# Whats IPM



## fattyaddie (Oct 24, 2011)

I was reading an old recipe that I printed off awhile back and finally decided to order. Just wondering what IPM is?? Looked on several suppliers and return with no item. 
Thanks in advance
Jenene


----------



## [email protected] (Sep 18, 2008)

isopropyl myristate

I order mine from columbusfoods.com


----------



## MF-Alpines (Mar 29, 2010)

What is it used for?


----------



## [email protected] (Sep 18, 2008)

Lotion. But I've never been able to figure out exactly what the *purpose* of it is. I LOVE the recipe, so I'm not changing it.


----------



## hsmomof4 (Oct 31, 2008)

It gives a more powdery, velvety feeling to the lotion. You can use it in body butters, too, with the same effect.
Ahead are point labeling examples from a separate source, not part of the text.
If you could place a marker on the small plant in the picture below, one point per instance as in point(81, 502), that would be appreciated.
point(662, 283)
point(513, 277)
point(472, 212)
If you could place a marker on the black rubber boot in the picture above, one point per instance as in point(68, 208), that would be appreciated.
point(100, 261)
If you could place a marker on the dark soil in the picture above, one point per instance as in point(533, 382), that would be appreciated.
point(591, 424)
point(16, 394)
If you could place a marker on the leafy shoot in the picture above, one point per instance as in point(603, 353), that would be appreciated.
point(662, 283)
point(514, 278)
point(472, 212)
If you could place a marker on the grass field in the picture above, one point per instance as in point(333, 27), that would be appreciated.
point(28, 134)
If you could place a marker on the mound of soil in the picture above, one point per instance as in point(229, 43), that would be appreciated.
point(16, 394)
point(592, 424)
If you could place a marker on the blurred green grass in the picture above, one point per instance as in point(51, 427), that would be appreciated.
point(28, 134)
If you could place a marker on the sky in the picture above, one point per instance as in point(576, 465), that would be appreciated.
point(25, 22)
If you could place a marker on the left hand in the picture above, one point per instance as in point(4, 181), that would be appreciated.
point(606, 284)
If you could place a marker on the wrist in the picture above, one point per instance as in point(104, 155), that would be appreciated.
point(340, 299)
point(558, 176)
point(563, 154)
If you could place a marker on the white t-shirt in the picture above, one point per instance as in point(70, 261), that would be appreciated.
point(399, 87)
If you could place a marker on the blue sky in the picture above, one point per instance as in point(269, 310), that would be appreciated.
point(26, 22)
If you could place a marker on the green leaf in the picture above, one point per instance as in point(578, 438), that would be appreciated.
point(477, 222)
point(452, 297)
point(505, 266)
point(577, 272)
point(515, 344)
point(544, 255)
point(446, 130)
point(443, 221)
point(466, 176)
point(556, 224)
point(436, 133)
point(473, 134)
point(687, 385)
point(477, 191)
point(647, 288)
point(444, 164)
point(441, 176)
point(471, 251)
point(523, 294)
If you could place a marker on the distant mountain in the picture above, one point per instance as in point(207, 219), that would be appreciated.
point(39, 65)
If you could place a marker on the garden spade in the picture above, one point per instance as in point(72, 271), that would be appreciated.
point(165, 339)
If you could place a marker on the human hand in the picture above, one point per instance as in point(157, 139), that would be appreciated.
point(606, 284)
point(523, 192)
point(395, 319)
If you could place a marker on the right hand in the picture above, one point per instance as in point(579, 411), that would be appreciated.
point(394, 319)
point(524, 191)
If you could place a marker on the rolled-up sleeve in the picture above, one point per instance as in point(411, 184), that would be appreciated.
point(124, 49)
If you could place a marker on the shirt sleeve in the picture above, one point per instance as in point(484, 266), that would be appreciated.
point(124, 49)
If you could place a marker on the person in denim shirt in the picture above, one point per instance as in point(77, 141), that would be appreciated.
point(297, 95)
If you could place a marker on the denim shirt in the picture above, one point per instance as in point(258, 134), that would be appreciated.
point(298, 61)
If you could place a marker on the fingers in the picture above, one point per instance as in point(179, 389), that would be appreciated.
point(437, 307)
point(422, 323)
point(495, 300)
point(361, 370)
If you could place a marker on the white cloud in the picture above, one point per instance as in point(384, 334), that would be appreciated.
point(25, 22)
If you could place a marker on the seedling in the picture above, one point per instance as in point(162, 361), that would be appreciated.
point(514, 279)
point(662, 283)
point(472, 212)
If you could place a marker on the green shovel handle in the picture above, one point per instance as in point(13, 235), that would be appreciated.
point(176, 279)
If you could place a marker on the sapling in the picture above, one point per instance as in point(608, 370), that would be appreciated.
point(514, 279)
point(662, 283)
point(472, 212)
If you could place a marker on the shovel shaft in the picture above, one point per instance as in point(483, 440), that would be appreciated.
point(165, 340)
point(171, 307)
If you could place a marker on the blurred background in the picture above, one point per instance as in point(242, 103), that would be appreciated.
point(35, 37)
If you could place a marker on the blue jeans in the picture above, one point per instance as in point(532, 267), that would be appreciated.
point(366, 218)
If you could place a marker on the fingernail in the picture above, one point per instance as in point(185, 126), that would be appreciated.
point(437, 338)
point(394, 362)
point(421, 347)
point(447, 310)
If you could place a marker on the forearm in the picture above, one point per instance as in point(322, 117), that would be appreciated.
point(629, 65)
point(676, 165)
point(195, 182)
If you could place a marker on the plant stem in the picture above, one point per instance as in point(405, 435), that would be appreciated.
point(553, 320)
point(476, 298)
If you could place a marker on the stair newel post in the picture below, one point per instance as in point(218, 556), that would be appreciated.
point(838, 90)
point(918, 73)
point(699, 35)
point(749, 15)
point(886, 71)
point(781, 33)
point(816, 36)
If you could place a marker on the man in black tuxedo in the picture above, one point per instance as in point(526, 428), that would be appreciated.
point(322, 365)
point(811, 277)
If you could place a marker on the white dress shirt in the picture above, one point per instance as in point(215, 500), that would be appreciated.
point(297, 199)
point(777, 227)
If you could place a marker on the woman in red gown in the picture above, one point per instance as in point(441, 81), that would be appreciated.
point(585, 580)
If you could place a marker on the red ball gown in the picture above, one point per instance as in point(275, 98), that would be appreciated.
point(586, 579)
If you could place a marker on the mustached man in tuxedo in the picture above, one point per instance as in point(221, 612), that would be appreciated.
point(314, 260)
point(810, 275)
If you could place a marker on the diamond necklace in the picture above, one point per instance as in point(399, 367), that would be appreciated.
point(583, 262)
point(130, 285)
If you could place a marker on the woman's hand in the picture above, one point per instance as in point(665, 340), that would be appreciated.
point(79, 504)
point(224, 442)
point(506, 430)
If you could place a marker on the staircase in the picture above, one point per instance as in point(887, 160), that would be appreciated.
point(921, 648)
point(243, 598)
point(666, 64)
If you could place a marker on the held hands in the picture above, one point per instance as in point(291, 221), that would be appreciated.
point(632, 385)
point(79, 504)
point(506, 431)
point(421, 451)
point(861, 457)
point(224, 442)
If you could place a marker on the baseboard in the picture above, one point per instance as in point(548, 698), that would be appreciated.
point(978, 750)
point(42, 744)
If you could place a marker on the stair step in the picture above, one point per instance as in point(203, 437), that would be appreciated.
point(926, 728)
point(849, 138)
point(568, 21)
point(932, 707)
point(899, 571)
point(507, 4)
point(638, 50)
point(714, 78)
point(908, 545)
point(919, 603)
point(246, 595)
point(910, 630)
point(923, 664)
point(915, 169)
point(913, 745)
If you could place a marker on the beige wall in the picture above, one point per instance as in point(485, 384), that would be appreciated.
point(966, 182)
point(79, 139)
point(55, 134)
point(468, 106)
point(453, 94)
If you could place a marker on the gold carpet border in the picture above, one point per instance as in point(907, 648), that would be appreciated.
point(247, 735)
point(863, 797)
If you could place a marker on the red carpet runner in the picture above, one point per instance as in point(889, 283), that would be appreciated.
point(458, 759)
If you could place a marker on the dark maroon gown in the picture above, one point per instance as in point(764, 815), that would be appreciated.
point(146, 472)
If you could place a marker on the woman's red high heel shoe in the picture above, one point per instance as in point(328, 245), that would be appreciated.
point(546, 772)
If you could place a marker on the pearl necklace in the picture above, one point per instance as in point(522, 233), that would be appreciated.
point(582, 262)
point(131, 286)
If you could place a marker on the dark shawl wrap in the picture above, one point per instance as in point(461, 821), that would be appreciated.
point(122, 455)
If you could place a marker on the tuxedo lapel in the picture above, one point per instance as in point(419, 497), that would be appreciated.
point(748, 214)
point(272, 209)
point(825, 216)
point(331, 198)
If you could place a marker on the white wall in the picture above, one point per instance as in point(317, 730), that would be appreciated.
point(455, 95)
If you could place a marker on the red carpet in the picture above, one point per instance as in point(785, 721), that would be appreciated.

Nice stuff.


----------



## tlcnubians (Jan 21, 2011)

Isopropyl myristate is a fatty alcohol that cuts the greasy feel in handcrafted lotions.

Caroline


----------



## [email protected] (Sep 18, 2008)

I went *diggin'*.  Figured out it's used for the feel. Less greasy. And also that it's suppose to help other ingredients 'soak in'. So somehow effects absorbtion.


----------